|Publication number||US20040078107 A1|
|Application number||US 10/274,575|
|Publication date||Apr 22, 2004|
|Filing date||Oct 21, 2002|
|Priority date||Oct 21, 2002|
|Also published as||US6735493|
|Publication number||10274575, 274575, US 2004/0078107 A1, US 2004/078107 A1, US 20040078107 A1, US 20040078107A1, US 2004078107 A1, US 2004078107A1, US-A1-20040078107, US-A1-2004078107, US2004/0078107A1, US2004/078107A1, US20040078107 A1, US20040078107A1, US2004078107 A1, US2004078107A1|
|Inventors||Alton Chou, Chen-Hsien Wei|
|Original Assignee||Alton Chou, Chen-Hsien Wei|
|Export Citation||BiBTeX, EndNote, RefMan|
|Patent Citations (8), Referenced by (9), Classifications (11), Legal Events (4)|
|External Links: USPTO, USPTO Assignment, Espacenet|
 The present invention relates to recipe management systems for semiconductor fabrication processes, and more particularly to recipe management systems for comparing recipe versions for semiconductor processing tools utilized in the semiconductor fabrication process.
 Recipe management systems are used in a semiconductor fabrication process to manage recipe correction and to prevent process engineers from running incorrect and non-approved recipes. A prior art recipe management system is described hereafter in connection with the fabrication system diagram of FIG. 1. The fabrication system 10 includes a database 12 connected to a Recipe Management System (RMS) server 14. The database includes a plurality of master recipe bodies for select tools used in the semiconductor process, including etch tools, deposition tools such as the Applied Material P5000 Mark II tool, and photolithography tools, such as a track tool 18. As should be known to those familiar with manufacturing integrated circuits, track tools have three main purposes in the process: (1) coating photoresist on a wafer; (2) baking the wafer; and (3) developing a circuit pattern on the wafer. Recipes for scanner and stepper photolithography tools are typically not stored in database 12.
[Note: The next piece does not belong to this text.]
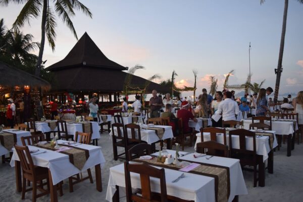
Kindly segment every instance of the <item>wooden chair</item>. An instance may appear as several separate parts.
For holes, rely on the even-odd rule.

 RMS server 14 is shown connected to Industrial PC (IPC) 16. IPC 16 includes a computer integrated manufacturing (CIM) software package including a Tool Control System (TCS) for implementing task flow control for operating a tool such as track 18. Track 18 is shown as part of an inline tool physically combining at least two pieces of equipment, such as track 18 and stepper 20. IPC 16 communicates with track 18 using the Semiconductor Equipment Communications Standard (SECS) via low speed RS-232 serial lines. IPC 16 receives a recipe from the database 12 through RMS server 14. IPC 16 then uses the recipe to directly control the track 18 by issuing SECS commands. RMS server 14 is connected to database 12 and IPC 16 via an Ethernet connection.
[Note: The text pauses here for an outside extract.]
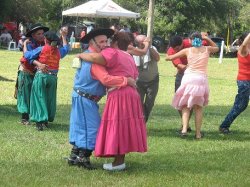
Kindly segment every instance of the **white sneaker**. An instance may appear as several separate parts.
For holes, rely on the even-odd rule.
[[[112,163],[103,164],[103,169],[108,170],[108,171],[121,171],[121,170],[124,170],[125,168],[126,168],[125,163],[118,165],[118,166],[112,166]]]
 A process recipe is sometimes modified by a process engineer at the IPC 16 for, for example, experimental test runs of processing tools. During actual process runs, however, it should be confirmed that the recipe that is being used by the IPC 16 to control the track tool 18 conforms to a master recipe in the database 12, which has been approved for use in a specific fabrication process. In order to accomplish this, the recipe currently resident at the IPC 16 is uploaded to the RMS server 14. The corresponding master recipe is also retrieved by the RMS sever 14 from the database 12. The bodies, i.e., the contents, of these recipes are then compared by the RMS server 14. If a match occurs, a message is sent to the IPC 16 indicating that the recipe is approved for use and the track tool is operated in the fabrication process. If a match does not occur, a mismatch message is sent to the IPC 16 indicating the need to retrieve an approved recipe from the database 12.
 The RMS server 14 also handles recipe version management. A new version of a recipe stored in database 12 may be created at IPC 16, uploaded to RMS server 14 and stored as a new version of the corresponding recipe in database 12, thereby becoming an approved recipe.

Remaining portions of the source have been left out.